As jornalistas também tinham o  desejo de empreender em um modelo que estivesse na contramão do que viveram no mercado de trabalho. Com foco no jornalismo ambiental e político, a linha editorial do veículo tem se destacado pela cobertura de temas como desmatamento, queimadas e a luta por maior transparência nas políticas ambientais do estado.

“Na minha opinião, o principal desafio do jornalismo ambiental de Mato Grosso é a cobertura da política ambiental do Estado. Há uma necessidade de um acompanhamento das propostas, de organização, da Assembleia, e deixando claro, ao leitor, os benefícios daquela proposta e também as consequências”, afirma Adriana.

O trabalho do E-Fonte ganhou visibilidade ao ser uma das 15 iniciativas jornalísticas escolhidas para o programa de fortalecimento da comunicação do Google News Initiative em 2024. Além da newsletter, publicada de segunda a sexta-feira, o E-Fonte conta com colunas e reportagens especiais. Entre os desafios enfrentados pelo veículo, estão a busca por sustentabilidade financeira e a conquista de leitores que reconheçam o valor do jornalismo independente.  

Formad: mostrando pautas socioambientais ignoradas pela grande mídia 

A baixa cobertura socioambiental no estado fez com que instituições de ativismo ambiental buscassem preencher esse espaço, produzindo reportagens para atender à demanda de territórios e comunidades atingidas pelos danos ambientais gerados pela ação do agronegócio. 

O Fórum Popular Socioambiental de Mato Grosso (FORMAD) é uma dessas instituições que tem buscado usar seu site para fazer uma comunicação socioambiental ativa.
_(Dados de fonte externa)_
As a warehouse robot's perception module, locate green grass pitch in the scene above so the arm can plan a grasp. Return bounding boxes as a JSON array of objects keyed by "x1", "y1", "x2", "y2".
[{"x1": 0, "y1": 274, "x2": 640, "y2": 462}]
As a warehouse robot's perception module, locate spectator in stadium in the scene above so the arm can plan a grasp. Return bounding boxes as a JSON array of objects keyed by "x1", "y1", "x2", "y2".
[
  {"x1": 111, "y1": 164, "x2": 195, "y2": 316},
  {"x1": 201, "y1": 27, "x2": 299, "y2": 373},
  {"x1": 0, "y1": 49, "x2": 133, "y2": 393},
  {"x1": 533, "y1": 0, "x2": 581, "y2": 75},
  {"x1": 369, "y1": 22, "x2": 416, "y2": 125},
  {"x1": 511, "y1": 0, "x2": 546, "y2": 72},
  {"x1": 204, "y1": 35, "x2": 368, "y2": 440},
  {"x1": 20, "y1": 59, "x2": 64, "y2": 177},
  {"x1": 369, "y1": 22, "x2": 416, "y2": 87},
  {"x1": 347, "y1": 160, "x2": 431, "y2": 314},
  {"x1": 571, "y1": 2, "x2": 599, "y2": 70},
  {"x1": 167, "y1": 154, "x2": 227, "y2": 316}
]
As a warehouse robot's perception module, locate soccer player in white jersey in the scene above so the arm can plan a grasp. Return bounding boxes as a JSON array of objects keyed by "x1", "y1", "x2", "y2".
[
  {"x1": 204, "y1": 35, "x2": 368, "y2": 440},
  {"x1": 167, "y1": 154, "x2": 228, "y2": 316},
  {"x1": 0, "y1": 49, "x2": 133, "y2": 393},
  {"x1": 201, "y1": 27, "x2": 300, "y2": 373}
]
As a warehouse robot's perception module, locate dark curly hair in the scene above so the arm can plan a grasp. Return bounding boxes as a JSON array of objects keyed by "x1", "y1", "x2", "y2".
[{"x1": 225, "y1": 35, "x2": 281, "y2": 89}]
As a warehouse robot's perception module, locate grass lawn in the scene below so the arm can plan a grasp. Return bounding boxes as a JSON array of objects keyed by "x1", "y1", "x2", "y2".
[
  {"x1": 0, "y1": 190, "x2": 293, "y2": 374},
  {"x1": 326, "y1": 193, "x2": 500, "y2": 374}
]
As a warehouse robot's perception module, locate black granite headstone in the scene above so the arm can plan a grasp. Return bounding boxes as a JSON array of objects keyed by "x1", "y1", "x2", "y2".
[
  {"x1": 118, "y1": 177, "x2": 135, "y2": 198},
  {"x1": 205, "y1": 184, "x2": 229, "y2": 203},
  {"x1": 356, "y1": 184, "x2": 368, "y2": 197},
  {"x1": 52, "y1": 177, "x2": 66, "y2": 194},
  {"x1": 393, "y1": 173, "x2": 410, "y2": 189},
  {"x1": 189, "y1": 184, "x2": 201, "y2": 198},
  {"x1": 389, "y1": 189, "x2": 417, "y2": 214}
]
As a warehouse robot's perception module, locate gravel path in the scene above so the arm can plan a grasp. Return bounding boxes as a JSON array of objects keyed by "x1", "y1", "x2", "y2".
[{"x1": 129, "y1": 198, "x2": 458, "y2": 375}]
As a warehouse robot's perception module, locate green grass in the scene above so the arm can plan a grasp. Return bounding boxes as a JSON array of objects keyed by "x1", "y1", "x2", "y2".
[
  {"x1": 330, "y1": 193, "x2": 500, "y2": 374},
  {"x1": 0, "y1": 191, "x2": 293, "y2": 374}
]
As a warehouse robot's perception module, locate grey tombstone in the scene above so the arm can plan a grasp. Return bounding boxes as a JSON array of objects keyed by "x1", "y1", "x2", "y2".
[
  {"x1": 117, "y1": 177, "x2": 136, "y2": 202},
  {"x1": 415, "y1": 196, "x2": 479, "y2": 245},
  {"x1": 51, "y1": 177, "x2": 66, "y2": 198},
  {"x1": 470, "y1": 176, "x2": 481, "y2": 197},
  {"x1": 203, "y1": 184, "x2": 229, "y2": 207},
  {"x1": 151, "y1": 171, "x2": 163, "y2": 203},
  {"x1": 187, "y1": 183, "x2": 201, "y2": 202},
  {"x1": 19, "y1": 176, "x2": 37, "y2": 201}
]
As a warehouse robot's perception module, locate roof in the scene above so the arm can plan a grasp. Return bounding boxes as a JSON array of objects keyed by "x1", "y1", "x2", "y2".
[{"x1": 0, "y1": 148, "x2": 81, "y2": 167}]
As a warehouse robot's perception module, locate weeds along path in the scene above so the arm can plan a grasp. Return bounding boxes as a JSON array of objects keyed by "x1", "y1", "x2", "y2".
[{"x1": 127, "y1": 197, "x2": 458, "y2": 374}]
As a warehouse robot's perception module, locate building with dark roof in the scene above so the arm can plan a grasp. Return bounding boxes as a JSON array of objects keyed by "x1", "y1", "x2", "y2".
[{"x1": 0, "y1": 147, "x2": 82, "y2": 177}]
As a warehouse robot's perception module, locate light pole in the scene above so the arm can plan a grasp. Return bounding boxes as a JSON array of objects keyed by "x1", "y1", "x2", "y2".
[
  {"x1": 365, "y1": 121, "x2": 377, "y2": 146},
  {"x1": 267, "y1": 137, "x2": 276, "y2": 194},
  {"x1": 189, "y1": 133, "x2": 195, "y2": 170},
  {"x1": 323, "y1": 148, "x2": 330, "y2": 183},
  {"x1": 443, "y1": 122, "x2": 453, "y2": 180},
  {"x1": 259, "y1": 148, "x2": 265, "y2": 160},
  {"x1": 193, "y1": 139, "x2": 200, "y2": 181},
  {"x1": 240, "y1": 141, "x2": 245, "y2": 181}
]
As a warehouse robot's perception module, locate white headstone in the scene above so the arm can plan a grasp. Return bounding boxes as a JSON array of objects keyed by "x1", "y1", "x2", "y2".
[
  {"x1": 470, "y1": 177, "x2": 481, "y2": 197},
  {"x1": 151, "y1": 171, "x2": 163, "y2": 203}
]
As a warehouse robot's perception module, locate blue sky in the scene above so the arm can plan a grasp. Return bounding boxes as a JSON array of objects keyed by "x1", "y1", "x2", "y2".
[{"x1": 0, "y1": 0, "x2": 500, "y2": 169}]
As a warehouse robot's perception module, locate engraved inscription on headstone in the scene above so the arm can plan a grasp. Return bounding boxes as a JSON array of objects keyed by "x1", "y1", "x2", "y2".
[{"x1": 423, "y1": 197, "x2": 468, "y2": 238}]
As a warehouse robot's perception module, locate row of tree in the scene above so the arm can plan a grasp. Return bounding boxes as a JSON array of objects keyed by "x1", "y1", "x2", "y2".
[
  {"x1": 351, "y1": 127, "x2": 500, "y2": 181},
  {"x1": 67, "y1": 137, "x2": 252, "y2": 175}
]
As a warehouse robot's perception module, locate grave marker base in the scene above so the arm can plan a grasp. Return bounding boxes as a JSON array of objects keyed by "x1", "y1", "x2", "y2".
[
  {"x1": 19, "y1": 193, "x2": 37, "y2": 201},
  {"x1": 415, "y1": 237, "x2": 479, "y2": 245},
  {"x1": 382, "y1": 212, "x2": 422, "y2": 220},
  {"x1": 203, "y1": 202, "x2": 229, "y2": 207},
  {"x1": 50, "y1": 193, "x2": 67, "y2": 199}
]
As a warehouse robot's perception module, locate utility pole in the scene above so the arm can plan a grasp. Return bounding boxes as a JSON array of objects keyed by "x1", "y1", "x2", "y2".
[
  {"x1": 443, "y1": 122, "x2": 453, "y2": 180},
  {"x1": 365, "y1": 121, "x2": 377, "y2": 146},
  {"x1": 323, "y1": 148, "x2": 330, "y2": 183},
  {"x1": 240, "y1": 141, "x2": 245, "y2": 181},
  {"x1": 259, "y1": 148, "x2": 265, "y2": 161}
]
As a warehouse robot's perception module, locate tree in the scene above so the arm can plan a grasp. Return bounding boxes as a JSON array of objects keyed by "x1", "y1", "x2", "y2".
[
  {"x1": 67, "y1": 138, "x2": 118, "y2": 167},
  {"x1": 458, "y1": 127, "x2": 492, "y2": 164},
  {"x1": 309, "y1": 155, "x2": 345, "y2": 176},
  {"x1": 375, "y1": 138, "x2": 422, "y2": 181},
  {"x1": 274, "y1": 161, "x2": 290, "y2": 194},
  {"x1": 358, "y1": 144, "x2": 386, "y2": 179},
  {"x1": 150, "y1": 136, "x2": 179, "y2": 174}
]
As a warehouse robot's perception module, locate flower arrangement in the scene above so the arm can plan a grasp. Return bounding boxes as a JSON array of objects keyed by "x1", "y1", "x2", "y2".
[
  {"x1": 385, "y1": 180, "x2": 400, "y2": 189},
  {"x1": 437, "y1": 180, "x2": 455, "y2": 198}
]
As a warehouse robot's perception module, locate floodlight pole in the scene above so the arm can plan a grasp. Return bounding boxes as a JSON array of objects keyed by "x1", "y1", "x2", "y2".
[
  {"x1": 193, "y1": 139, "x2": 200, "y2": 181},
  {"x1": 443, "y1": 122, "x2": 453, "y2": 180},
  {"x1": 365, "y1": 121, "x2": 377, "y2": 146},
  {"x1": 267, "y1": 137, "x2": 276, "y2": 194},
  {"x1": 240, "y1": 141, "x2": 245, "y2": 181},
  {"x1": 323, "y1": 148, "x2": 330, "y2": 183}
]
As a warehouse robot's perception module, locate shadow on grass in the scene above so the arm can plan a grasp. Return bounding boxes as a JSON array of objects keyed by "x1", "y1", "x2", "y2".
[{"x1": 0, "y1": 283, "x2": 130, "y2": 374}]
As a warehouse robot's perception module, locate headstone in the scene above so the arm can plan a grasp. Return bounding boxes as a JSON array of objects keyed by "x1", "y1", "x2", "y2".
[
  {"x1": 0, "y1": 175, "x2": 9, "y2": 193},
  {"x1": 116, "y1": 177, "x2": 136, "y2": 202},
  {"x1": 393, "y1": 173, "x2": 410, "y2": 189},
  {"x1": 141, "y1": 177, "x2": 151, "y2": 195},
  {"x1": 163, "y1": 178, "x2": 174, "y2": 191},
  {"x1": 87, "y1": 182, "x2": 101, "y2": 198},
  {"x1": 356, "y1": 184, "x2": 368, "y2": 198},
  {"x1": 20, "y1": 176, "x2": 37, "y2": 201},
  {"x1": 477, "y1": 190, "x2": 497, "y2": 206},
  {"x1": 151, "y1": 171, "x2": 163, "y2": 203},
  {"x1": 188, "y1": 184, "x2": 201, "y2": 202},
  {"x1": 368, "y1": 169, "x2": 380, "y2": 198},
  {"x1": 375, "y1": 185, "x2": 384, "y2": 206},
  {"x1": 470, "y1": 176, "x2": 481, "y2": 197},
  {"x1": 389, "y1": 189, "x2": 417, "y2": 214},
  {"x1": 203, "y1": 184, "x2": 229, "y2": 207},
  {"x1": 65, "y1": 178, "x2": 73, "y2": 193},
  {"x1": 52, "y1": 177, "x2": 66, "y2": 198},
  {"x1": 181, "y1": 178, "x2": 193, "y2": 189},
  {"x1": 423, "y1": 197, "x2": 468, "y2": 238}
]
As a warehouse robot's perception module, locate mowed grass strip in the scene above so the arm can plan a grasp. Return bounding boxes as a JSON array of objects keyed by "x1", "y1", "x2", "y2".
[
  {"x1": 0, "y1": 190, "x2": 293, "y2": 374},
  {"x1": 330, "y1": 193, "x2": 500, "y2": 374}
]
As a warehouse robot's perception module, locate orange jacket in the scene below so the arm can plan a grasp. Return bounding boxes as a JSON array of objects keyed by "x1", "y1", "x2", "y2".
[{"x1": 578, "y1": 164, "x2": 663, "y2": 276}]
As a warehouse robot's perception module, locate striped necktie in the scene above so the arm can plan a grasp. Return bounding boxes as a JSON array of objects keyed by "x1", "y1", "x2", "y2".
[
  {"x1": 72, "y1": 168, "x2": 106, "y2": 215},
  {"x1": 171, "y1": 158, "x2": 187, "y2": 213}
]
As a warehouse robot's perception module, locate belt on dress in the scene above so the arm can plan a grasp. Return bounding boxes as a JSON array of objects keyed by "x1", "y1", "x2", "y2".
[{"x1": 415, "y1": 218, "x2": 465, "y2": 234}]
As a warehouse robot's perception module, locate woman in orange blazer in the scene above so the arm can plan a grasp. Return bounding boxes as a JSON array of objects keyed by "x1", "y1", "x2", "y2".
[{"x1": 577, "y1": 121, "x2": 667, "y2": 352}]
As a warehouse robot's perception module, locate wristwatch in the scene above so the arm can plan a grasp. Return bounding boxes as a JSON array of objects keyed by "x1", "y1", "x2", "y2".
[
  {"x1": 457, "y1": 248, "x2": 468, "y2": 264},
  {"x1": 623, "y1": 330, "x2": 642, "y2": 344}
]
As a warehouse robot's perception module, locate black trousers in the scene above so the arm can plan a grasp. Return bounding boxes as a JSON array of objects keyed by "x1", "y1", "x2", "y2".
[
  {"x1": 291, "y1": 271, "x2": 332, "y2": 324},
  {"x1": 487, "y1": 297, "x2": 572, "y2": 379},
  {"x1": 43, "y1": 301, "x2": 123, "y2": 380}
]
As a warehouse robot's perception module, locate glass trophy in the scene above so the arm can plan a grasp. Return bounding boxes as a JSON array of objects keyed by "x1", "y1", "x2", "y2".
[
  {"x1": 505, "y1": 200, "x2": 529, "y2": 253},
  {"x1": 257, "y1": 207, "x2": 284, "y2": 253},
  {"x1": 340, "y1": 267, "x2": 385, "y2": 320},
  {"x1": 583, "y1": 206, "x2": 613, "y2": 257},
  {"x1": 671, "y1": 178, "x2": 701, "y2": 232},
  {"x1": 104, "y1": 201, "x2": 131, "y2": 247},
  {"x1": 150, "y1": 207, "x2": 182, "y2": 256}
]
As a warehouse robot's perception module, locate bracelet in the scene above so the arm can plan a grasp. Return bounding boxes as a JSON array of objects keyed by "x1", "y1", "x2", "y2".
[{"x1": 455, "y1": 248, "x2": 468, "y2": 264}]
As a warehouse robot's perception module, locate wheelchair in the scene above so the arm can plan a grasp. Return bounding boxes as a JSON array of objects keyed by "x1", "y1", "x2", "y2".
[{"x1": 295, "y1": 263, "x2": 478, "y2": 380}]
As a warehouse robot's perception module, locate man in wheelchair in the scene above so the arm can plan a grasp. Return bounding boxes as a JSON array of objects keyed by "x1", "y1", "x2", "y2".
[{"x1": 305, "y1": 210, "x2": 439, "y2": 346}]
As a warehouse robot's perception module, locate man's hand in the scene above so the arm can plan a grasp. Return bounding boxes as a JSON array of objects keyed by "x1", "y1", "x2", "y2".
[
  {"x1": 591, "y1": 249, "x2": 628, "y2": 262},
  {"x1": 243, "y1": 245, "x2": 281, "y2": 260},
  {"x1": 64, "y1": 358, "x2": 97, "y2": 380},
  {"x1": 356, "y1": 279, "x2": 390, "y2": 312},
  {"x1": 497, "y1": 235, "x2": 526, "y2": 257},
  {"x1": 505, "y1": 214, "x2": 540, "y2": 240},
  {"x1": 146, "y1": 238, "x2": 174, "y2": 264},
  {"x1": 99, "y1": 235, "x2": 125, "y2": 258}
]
Criado em 1992, durante a Eco92, o Formad nasceu como uma rede de 38 organizações para desenvolver um trabalho integrado, envolvendo povos indígenas, comunidades quilombolas e defensores ambientais. 

Bruna Pinheiro, secretária executiva do Formada. Imagem: Arquivo Pessoal/ Arte: Disarme Gráfico

Segundo Bruna Pinheiro, jornalista integrante da Secretaria Executiva do Formad, nos últimos cinco anos, a comunicação socioambiental em Mato Grosso evoluiu significativamente graças, principalmente, ao trabalho de instituições independentes.

“O Estado é marcado por uma política anti-ambiental. Esse ambiente desfavorável inclui desde prefeitos e deputados estaduais alinhados a esses interesses até a aprovação fácil de projetos de lei anti-ambientais na Assembleia Legislativa. Também há ameaças a jornalistas, especialmente no interior, e um emparelhamento da imprensa, devido à dependência de recursos públicos para publicidade. Nosso trabalho é falar aquilo que a mídia tradicional não consegue, aquilo que jornalistas ameaçados não podem e aquilo que o governo não quer”, diz a jornalista.